More than 80 percent of survey respondents said their budgets for CRM were less than $500,000 in 2002--a notoriously slow year for IT spending. However, 45 percent indicated that in 2003 their CRM spending would increase. In addition 37 said spending on CRM had a higher priority than other areas of IT spending.
Many insurance firms said they chose to build CRM rather than buy it, because until very recently most CRM suites were mostly horizontal applications. These suites did not address the specific need of the vertical, the report notes.
"A real lack of applications on the market and a low degree of domain expertise built into customer facing applications were two of the reasons many insurance companies chose to write their own applications, rather than rely on vendors," says Denis Pombriant, vice president and research director for Aberdeen's CRM division. He is the author of the report, "CRM and the Insurance Industry."
"Some of the responses we received said they had vertical applications installed years ago, but these are in no way as complex as the ones available today," Pombriant adds, noting that it is still too early to tell if the vertically focused suites from vendors will have a marked effect on spending patterns.

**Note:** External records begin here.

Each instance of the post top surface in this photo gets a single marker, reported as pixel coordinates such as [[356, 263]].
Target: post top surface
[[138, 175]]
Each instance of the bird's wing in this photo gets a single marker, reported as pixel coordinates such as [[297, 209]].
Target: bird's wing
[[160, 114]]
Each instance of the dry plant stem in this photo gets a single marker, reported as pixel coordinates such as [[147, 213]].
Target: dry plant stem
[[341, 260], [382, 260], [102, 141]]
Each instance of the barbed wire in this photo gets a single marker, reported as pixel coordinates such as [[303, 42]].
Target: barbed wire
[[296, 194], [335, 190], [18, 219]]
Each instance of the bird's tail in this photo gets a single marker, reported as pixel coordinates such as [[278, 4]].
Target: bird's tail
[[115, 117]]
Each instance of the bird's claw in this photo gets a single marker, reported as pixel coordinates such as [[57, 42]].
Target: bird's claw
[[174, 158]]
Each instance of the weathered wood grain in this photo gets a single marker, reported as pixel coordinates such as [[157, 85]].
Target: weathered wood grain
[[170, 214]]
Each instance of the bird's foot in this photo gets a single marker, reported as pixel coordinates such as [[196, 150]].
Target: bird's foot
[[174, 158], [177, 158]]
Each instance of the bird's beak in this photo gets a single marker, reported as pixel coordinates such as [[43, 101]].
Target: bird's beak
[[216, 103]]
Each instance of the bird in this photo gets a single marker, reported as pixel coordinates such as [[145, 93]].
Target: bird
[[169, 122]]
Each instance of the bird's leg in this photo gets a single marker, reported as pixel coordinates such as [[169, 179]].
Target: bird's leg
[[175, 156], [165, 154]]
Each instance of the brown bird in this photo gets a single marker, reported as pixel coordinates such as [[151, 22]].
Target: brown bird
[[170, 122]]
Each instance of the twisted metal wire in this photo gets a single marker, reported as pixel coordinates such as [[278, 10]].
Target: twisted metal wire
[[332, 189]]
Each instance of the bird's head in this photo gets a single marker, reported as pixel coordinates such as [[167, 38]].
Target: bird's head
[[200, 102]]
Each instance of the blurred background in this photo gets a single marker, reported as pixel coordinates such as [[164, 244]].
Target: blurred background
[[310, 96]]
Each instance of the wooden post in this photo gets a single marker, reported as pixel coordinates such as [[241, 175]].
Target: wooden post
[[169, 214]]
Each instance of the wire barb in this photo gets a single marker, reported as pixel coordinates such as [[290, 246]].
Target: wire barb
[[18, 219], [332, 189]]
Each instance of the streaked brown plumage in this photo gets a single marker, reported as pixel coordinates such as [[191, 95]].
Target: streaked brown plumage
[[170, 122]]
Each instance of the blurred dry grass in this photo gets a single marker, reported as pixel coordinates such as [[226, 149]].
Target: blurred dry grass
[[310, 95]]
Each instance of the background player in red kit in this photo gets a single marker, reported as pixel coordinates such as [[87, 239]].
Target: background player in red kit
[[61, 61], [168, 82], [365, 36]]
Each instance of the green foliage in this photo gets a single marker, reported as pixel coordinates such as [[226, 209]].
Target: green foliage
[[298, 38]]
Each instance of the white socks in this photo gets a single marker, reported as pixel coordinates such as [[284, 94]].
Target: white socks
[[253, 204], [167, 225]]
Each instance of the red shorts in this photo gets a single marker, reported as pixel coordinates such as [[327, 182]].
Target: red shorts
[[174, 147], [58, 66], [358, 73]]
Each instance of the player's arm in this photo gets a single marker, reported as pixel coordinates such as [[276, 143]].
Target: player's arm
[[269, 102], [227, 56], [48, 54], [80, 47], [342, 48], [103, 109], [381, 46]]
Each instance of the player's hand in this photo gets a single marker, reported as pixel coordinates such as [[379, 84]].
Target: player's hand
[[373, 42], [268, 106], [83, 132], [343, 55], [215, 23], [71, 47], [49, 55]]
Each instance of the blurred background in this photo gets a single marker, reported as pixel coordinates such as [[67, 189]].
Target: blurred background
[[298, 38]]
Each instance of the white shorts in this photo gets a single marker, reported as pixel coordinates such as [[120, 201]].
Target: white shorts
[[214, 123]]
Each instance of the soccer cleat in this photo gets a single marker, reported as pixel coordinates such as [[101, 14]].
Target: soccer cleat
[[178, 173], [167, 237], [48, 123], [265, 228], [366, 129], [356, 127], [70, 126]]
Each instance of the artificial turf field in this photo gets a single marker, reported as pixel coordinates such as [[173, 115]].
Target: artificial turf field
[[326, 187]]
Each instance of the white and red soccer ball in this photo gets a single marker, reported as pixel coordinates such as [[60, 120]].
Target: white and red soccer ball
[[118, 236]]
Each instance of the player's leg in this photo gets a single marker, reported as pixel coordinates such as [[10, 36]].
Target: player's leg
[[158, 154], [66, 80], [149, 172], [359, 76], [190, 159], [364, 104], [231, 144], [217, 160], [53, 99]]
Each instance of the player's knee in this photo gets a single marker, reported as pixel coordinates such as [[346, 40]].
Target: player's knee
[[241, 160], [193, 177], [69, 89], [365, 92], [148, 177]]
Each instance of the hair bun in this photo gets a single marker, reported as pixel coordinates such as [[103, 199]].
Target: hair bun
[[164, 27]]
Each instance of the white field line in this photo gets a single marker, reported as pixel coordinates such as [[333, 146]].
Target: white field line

According to the report, 24.5 percent of respondents said their reasons for electing to build rather than buy CRM had to do with price. Most said that in their opinion, the available software lacked the specificity or domain expertise the industry requires. Data suggested that enhanced support of sales and marketing business processes is the first order of business as the industry begins spending on technology again. Most surveyed companies were relatively satisfied with their systems.